Module 3B — Agentic AI & GenAI

Parent: Phase 3 — Artificial Intelligence · Track B

Build applications on top of large language models — agents, RAG, tool use, GenAI products.

Prerequisites: Module 1 (Neural Networks), Module 2 (Frameworks — understand transformers and PyTorch).

Role targets: Agentic AI Engineer · GenAI Engineer · AI Engineer


Lecture Series

12 lectures + 3 hands-on labs covering everything from LLM fundamentals to production multi-agent systems. → Start here

# Lecture # Lecture
01 LLM Fundamentals 07 Claude Agent SDK
02 Prompt Engineering 08 Multi-Agent Systems
03 Tool Use 09 RAG — Ingestion
04 Agent Architecture 10 RAG — Retrieval
05 Memory Systems 11 Evaluation
06 LangGraph 12 Production

Labs: Lab 01 — Research Agent · Lab 02 — Multi-Agent Pipeline · Lab 03 — Production RAG


Why This Matters for AI Hardware

Agentic AI creates the inference demand that drives chip design: - Long-context attention (128K+ tokens) → L5: HBM bandwidth, memory hierarchy - Multi-turn tool calling → L3: low-latency kernel launch, stream scheduling - Batch inference serving → L2: TensorRT-LLM, in-flight batching optimization - RAG vector search → L1: cuVS/FAISS acceleration on GPU

Understanding these workloads helps L2 (compiler) and L5 (architecture) engineers design for real usage patterns.


1. LLM Fundamentals for Engineers

  • Transformer architecture: attention mechanism, KV-cache, positional encoding
  • Tokenization: BPE, SentencePiece, vocabulary size impact on embedding layer
  • Inference mechanics: prefill (compute-bound) vs decode (memory-bound), autoregressive generation
  • Scaling laws: parameter count vs dataset size vs compute budget

2. Agentic AI

  • What agents are: LLM + tools + memory + planning loop
  • Agent frameworks: LangChain, LangGraph, CrewAI, AutoGen, Claude Agent SDK
  • Tool use: function calling, API integration, code execution
  • Memory: conversation history, vector store retrieval, working memory
  • Planning: chain-of-thought, ReAct, tree-of-thought, self-reflection
  • Multi-agent systems: task decomposition, agent collaboration, orchestration

Projects: 1. Build an agent that uses tools (web search, calculator, code execution) to answer complex questions. 2. Build a multi-step research agent: given a topic, search → synthesize → write a report.

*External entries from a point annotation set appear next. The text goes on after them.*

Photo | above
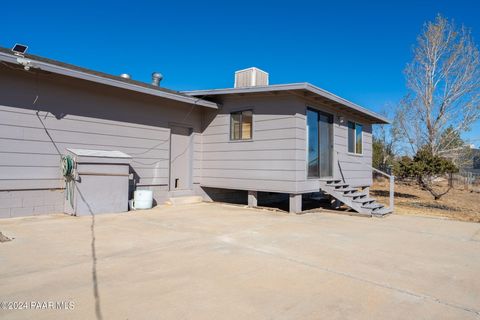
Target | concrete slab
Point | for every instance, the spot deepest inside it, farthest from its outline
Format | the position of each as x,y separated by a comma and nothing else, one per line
211,261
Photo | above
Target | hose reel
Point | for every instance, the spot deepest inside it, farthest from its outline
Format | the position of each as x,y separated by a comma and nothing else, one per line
68,163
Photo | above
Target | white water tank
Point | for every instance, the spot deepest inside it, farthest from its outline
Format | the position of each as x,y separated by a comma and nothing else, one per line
142,199
251,77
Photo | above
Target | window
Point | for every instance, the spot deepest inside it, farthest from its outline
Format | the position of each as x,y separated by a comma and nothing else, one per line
355,137
319,144
241,125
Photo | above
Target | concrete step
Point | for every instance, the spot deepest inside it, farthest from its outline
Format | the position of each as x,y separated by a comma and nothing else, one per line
346,190
329,181
373,206
382,212
364,200
175,201
338,185
355,195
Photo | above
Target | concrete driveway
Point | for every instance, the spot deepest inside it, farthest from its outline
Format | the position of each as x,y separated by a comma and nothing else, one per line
215,261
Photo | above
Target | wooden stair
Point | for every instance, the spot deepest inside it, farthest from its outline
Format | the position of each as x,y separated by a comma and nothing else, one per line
354,198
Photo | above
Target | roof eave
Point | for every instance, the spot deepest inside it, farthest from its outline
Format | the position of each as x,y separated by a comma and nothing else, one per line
10,58
377,118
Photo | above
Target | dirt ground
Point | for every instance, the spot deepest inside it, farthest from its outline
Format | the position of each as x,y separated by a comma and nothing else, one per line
459,204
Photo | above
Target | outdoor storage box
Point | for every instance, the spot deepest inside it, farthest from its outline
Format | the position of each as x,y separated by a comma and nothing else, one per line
100,182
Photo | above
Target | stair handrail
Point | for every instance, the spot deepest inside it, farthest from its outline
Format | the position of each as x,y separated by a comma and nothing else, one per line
392,186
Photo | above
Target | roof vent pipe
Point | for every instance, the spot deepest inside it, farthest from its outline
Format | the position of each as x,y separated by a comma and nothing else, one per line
156,78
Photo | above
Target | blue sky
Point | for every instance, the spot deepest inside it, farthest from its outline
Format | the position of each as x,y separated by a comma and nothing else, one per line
353,49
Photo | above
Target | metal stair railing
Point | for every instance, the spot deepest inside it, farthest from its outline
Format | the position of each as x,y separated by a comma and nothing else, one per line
392,186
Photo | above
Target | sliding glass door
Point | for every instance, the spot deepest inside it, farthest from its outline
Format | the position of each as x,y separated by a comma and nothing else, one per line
319,144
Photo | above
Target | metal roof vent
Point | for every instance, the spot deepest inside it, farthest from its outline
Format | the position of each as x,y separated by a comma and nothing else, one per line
156,78
251,77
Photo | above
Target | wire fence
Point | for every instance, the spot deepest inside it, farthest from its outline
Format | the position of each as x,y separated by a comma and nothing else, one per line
469,180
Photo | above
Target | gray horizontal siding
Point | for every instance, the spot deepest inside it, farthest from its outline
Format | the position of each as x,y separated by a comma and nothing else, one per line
267,163
80,115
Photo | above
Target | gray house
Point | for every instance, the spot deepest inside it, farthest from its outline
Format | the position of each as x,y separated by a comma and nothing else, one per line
291,139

3. RAG (Retrieval-Augmented Generation)

  • Architecture: document ingestion → chunking → embedding → vector store → retrieval → generation
  • Embedding models: sentence-transformers, OpenAI embeddings, Cohere
  • Vector stores: FAISS, Chroma, Pinecone, Weaviate, Milvus
  • Chunking strategies: fixed-size, recursive, semantic, document-structure-aware
  • Retrieval: similarity search, hybrid (dense + sparse), re-ranking
  • Evaluation: faithfulness, relevance, hallucination detection

Projects: 1. Build a RAG pipeline over a technical documentation corpus. Evaluate retrieval quality. 2. Compare FAISS (CPU) vs FAISS (GPU) vs cuVS for vector search latency at 1M documents.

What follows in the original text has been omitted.